Gnadenkirche Tidofeld: Ehrung für Alexander Koop

Hannover / Norden-Tidofeld, 10. Oktober 2020

Landesbeauftragte für Vertriebene und Spätaussiedler verleiht Preis für großes Engagement

Bei seiner Arbeit in der Dokumentationsstätte Gnadenkirche Tidofeld hat BFDler Alexander Koop in den vergangenen Monaten zahlreiche Videointerviews neu bearbeitet und zusammengeschnitten, um die Dauerausstellung zu erneuern.

Freitage sind etwas Besonderes für Alexander Koop. Dann kommt die ganze Familie des 22-jährigen Norders zu einer kleinen Heimatstunde zusammen. Es gibt Beschbarmaq, das kasachische Nationalgericht, gekocht von seiner Oma – und dann kann Koop Fragen stellen. Fragen zu der Geschichte seiner Familie. Zu seiner einstigen Heimat Kasachstan. Zu seinen deutsch-russischen Wurzeln. Denn Alexander Koop ist Norder, der als Spätaussiedler mit gerade einmal fünf Jahren 2003 nach Ostfriesland kam.

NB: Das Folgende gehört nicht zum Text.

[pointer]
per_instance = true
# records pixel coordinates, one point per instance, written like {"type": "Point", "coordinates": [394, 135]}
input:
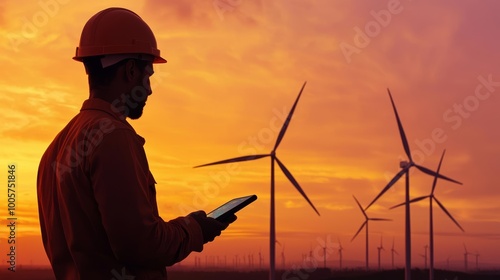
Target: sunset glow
{"type": "Point", "coordinates": [234, 70]}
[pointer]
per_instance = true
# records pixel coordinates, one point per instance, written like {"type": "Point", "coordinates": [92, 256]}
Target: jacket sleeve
{"type": "Point", "coordinates": [124, 191]}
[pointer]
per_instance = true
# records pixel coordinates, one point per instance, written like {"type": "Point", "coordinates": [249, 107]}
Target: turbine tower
{"type": "Point", "coordinates": [274, 159]}
{"type": "Point", "coordinates": [406, 165]}
{"type": "Point", "coordinates": [365, 224]}
{"type": "Point", "coordinates": [393, 251]}
{"type": "Point", "coordinates": [380, 248]}
{"type": "Point", "coordinates": [340, 254]}
{"type": "Point", "coordinates": [433, 198]}
{"type": "Point", "coordinates": [425, 256]}
{"type": "Point", "coordinates": [477, 260]}
{"type": "Point", "coordinates": [465, 257]}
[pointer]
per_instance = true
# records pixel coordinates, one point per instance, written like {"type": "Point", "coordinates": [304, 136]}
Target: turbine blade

Bis vor rund einem Jahr war diese Tatsache nichts, womit sich der 22-Jährige intensiv beschäftigt hat. Doch dann begann er seinen Bundesfreiwilligendienst (BFD) in der Dokumentationsstätte Gnadenkirche Tidofeld. Dabei arbeitete er sich in den historischen Hintergrund von Flucht, Vertreibung und Integration in den Nachkriegsjahren 1945 bis 1960 ein, überarbeitete die rund 70 Interviews, die Grundlage der Ausstellung in Tidofeld sind, schnitt sie neu zusammen – und entwickelte zugleich ein Interesse für seine eigene Geschichte. „Er hat hier richtig museumsinhaltliche Arbeit geleistet“, berichtet der Leiter der Dokumentationsstätte, Lennart Bohne, im Gespräch mit der Zeitung.

Brücken bauen

Ein Engagement, das Brücken zwischen Altbekanntem und Neuem baut und dem Norder nun den Preis „Ankommen“ der niedersächsischen Landesbeauftragten für Heimatvertriebene und Spätaussiedler, Editha Westmann, eingebracht hat. Ein mit 1.000 Euro dotierter Preis, der deutlich macht, dass sich Koop, wie zehn weitere Preisträger – allesamt junge Spätaussiedler, die in Niedersachsen zu Hause sind – für die Verständigung zwischen Deutschland und Russland einsetzt und am gesellschaftlichen Zusammenhalt mitwirkt. Die 1.000 Euro Preisgeld kommen dabei der Dokumentationsstätte zugute.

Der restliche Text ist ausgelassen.